La force du film l'a installé en travers des mesures de suppression que l'IGAS entendait appliquer aux associations en question. Le film s'est fait acteur, interposé entre l'administration et les association et il a intimidé, si bien que les associations ont été, grâce à lui, maintenues. On a préféré surseoir.

Si on ne perd rien pour attendre, si le combat est perdu par avance, nous restons réalistes et voulons faire reculer les limites de l'impossible, ce nom du réel lacanien. 

En effet, par un de ces paradoxes dont il faudra approfondir la logique, ce n'est pas le narcissisme de la cause perdue qui triomphe, mais la cause du désir qui en sort  renforcée.

Dans le monde de l'autisme et de ses praticiens qui ne renoncent pas à s'orienter de la psychanalyse lacanienne, le documentaire de Mariana Otero "À ciel ouvert" a fait il y a fait il y a quelques années une autre brèche.
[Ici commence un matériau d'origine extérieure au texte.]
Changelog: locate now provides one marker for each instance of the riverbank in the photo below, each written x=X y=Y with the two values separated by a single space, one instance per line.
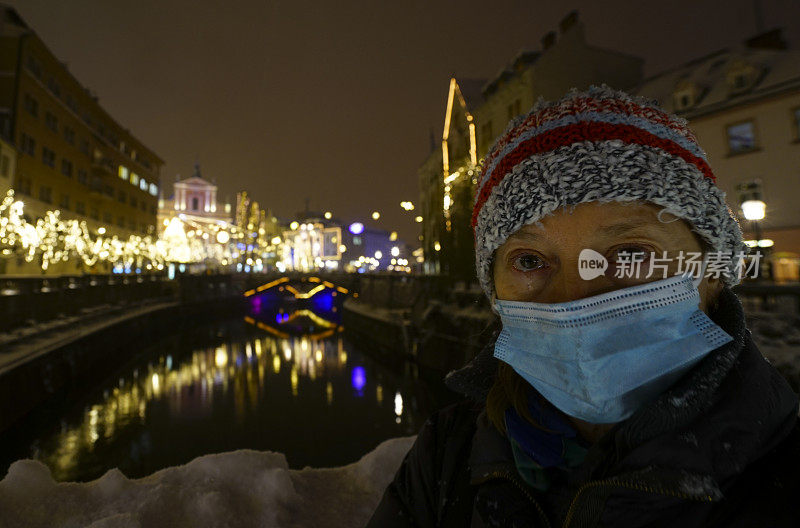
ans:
x=59 y=356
Il reprend de la vigueur aujourd'hui, car hors normes, il l'était, comme film et comme son objet, du fait du lien qu'il montrait entre le savoir à inventer au quotidien avec les enfants ou les adolescents "oui-autistes" comme les a nommés Laurent Demoulin dans son Robinson. Il faisait valoir les exigences d'un lieu qui nouait ensemble l'ancrage quotidien dans l'élaboration nécessaire de la pratique et un transfert à la recherche fondamentale quant à la nature et aux déclinaisons du lien à l'autre, avec une pratique qui n'a rien à envier à celle que montre le film de Nakache et Toledano.

Il me semble que Hors normes loin d'y contredire, y fait appel, un appel qui n'est pas muet, même s'il n'est pas sonorisé. Nous devons le déchiffrer, poursuivre donc.